We went for a test drive, but the original non-self-inflicted error persisted – lack of power and the great blowing noise when it was asked for.
We inspected and reinspected the turbo pipes, by feel and by taking the main one off and going for the full visual. Nothing for it but to rob a similar one from the previous donor.
Neither of us had much hope by now, and both of us knew that was all the attention we could afford to give it.
I chugged gently out to the road, waited for a gap and put my toe down. Lo and behold, we were away and everything had returned to normal.

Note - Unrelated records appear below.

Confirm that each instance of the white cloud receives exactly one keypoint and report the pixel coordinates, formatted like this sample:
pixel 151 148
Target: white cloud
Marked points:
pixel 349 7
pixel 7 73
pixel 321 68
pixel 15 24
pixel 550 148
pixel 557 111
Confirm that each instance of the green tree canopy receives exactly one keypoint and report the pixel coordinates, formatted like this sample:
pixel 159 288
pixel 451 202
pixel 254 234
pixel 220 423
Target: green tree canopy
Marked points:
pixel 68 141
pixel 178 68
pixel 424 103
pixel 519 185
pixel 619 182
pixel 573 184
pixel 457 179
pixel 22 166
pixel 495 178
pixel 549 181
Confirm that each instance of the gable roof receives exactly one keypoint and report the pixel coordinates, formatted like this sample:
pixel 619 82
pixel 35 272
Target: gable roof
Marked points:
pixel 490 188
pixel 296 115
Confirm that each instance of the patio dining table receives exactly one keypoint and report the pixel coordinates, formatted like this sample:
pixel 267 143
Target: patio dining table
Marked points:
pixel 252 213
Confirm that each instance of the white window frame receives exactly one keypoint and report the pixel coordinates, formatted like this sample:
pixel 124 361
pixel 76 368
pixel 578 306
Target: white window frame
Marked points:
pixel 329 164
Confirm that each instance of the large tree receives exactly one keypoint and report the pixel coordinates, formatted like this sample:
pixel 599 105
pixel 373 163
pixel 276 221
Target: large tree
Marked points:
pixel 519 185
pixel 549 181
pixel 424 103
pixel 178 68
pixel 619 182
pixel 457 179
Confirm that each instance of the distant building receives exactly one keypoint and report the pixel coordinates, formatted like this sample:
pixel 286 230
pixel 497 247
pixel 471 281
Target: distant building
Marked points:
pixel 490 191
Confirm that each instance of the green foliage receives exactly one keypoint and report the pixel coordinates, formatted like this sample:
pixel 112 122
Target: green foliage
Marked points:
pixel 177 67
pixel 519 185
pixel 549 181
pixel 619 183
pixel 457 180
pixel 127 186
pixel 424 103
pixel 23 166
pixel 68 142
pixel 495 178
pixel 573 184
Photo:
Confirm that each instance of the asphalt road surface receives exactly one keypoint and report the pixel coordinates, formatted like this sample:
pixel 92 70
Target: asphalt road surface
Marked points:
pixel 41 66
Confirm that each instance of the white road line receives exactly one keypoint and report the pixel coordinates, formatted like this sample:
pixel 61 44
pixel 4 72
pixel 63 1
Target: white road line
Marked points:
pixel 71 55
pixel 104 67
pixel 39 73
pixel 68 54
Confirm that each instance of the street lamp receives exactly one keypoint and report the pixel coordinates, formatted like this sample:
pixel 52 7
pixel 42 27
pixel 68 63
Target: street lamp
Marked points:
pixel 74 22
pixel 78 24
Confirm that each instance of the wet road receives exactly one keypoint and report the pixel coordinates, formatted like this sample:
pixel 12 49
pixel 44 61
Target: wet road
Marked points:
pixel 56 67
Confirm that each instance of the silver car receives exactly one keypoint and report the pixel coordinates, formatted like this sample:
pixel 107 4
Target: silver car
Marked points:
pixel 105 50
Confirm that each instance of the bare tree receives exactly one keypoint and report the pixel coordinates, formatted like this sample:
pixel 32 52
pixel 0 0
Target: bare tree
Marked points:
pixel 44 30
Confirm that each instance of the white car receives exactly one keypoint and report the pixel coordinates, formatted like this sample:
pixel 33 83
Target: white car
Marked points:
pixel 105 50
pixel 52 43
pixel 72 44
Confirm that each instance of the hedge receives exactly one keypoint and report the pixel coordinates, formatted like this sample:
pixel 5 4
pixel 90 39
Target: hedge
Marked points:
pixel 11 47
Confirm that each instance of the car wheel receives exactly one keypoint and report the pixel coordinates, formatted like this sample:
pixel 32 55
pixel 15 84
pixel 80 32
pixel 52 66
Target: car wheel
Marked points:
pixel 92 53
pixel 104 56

Dave was amazed when I returned and told him the glad tidings. He pushed the sorry original pipe with his foot and, completely undiscovered by all the previous twisting and squashing, there was the three inch split through which all the power normally added to engine output had been blowing in the wind and evaporating into thin air.
CONCLUSIONS
It’s a funny thing about cars. Much of the mystery and fear associated with mechanical problems comes from the fact that their owners are often very much less hands-on than they would have been in my early motoring days or those of my father. Breakdowns are certainly a curse when they happen, but they also help you to realise they are not that mysterious; that certain things need to come together to make them go, just as they did with the old Vivas and Anglias we used to keep on the road. The Xantia might be possessed of three separate ECUs – a general one, one for the brakes and one for the electronic-hydropneumatic suspension, but these ‘brains’ are only monitoring good old mechanical goings-on that it is quite possible for the owner to make sense of and, if anything, this episode has given me more understanding and confidence in the car.